Quand le jour fut venu et que on put reconnoître l’un l’autre, si se restreignirent les François et se attendirent pour être mieux ensemble : mais les Navarrois avoient grand avantage, et bien leur étoit mestier, car les François étoient grand’foison ; et si leur croissoient toujours gens, qui se boutoient en leur route. Et chevauchèrent ainsi l’une partie et l’autre, les Navarrois devant qui fuyoient, tant qu’ils vinrent à Thorigny.

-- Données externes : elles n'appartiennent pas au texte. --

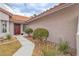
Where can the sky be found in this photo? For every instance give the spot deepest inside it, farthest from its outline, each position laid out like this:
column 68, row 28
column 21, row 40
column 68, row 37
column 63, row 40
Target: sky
column 29, row 9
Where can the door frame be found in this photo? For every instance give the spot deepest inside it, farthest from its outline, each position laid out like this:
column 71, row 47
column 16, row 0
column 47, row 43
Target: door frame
column 19, row 26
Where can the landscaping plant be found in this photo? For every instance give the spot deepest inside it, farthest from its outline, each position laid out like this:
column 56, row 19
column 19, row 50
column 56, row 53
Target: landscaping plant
column 40, row 33
column 28, row 31
column 49, row 51
column 63, row 47
column 8, row 36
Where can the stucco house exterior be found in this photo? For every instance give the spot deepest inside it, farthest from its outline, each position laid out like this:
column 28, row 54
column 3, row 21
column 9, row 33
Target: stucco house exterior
column 10, row 23
column 62, row 22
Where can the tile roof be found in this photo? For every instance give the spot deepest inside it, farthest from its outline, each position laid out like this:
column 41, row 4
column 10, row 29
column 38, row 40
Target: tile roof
column 6, row 12
column 51, row 10
column 18, row 18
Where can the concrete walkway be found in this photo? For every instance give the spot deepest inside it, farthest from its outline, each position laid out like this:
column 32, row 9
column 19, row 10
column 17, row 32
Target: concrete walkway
column 27, row 47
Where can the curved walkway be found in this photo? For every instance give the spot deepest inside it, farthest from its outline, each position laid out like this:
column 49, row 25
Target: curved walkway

Thorigny est un petit village en my les champs, qui siéd sur un tertre dont on voit tout le pays environ ; et est sur côtière entre Saint-Quentin et Péronne en Vermandois. Quand messire Philippe de Navarre, messire Robert Canolle, et les autres furent là venus, si trouvèrent grand’foison de leurs chevaux moult lassés et recrus ; si se avisèrent qu’ils se arrêteroient et refreschiroient un petit et leurs chevaux aussi ; et si combattre les convenoit, ils étoient au tertre, si avoient bon avantage d’attendre leurs ennemis. Adonc se arrêtèrent-ils tous cois, et se logèrent au dit mont de Thorigny bien et ordonnément toutes manières de gens de leur côté. Ils n’eurent mie arrêté grandement, que tout le pays dessous eux étoit couvert de gens d’armes françois et picards ; et étoient bien, que uns que autres, plus de trente mille.

Quand messire Philippe de Navarre, messire Louis son frère, messire Robert Canolle, messire Jean de Péquigny, le bascle de Mareuil et les chevaliers et les écuyers de leur côté, virent les François ainsi approcher et qu’ils faisoient semblant d’eux venir tantôt combattre, si issirent tantôt de leurs logis, bien rangés et bien ordonnés, et firent jusques à trois batailles bien et faiticement. Messire Robert Canolle avoit la première, messire Louis de Navarre et messire Jean de Péquigny la seconde, et messire Philippe de Navarre et le jeune comte de Harecourt la tierce ; et n’avoit en chacune pas plus de huit cents combattans. Si coupèrent tous leurs glaives à la mesure de cinq pieds ; et au pendant de la montagne où ils étoient, ils firent porter par leurs varlets la plus grand’partie de leurs éperons et enfouir en terre, les molettes par dessus, par quoi on ne les pût approcher, fors en péril et à mal aise. Et là fit messire Philippe de Navarre le jeune comte de Harecourt chevalier, et leva bannière, et le jeune seigneur de Graville ; et se tenoient tous réconfortés pour attendre leurs ennemis et pour combattre.